Title: Corporeality and Transcendence: Physicality, Suffering, and Eroticism in Andrei Tarkovsky’s Andrei Rublev
Description:
This essay explores the relationship between the notion of corporeality in its various connotations, notably its aesthetic aspects, and the iconography of Andrei Tarkovsky’s Andrei Rublev (1966).
The focus on the individual that struggles to achieve the desired transcendence through both artistic production and the gradual development of a conscious poetic relationship to everyday life has interesting philosophical connotations: our focus is not as much on the spiritual aspects of this exploration, as in the corporeal, sensual element that is carefully linked with natural environment in Tarkovsky’s narratives.
In Tarkovsky’s films, and Andrei Rublev in particular, the desired transcendence is achieved through the flesh, through the focus on the human body.
In this respect, phenomenology proves to be more than a tool for reading the film: the relationship between the present (difficult to approach) and the past (both collective, manifested in culture, and personal, approached through memory) lies at the heart of the film.

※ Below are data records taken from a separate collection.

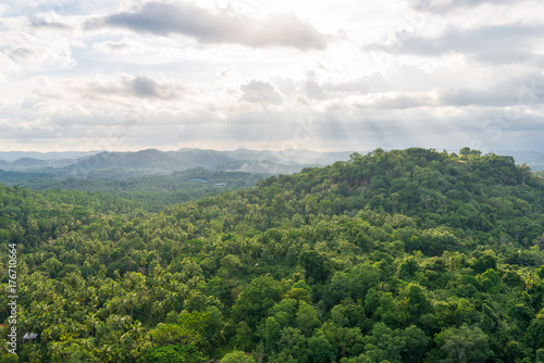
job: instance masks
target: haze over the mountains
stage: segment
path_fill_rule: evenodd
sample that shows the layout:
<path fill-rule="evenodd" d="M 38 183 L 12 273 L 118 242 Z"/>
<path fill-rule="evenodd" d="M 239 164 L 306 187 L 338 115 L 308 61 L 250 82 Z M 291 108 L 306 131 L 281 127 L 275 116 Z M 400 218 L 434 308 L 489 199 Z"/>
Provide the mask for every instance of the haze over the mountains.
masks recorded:
<path fill-rule="evenodd" d="M 177 151 L 147 149 L 136 152 L 0 152 L 0 167 L 7 171 L 48 171 L 74 174 L 82 171 L 112 168 L 170 173 L 195 167 L 211 171 L 290 174 L 306 166 L 324 166 L 346 161 L 353 151 L 316 152 L 310 150 L 201 150 Z M 518 164 L 527 163 L 533 171 L 544 170 L 544 153 L 535 151 L 502 151 Z"/>
<path fill-rule="evenodd" d="M 0 150 L 544 152 L 544 2 L 4 0 Z"/>

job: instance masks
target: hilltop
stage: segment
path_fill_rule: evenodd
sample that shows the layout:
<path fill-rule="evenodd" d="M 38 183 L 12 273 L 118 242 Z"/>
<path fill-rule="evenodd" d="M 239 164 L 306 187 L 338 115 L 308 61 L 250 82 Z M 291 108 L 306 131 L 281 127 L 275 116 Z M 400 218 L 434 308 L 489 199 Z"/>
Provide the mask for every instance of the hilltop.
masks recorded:
<path fill-rule="evenodd" d="M 510 157 L 378 149 L 159 213 L 0 198 L 23 361 L 544 359 L 544 184 Z"/>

The relationship between such philosophical concerns and the iconography of the film, the reconstruction of a medieval time, notably depicted as direct and approached through the senses rather than distant like an ideological construction, will be explored through the lens of poetry, perceived as a way to approach everyday life and an almost fetishistic visual and narrative emphasis on a physical violence, the other face of sensuality.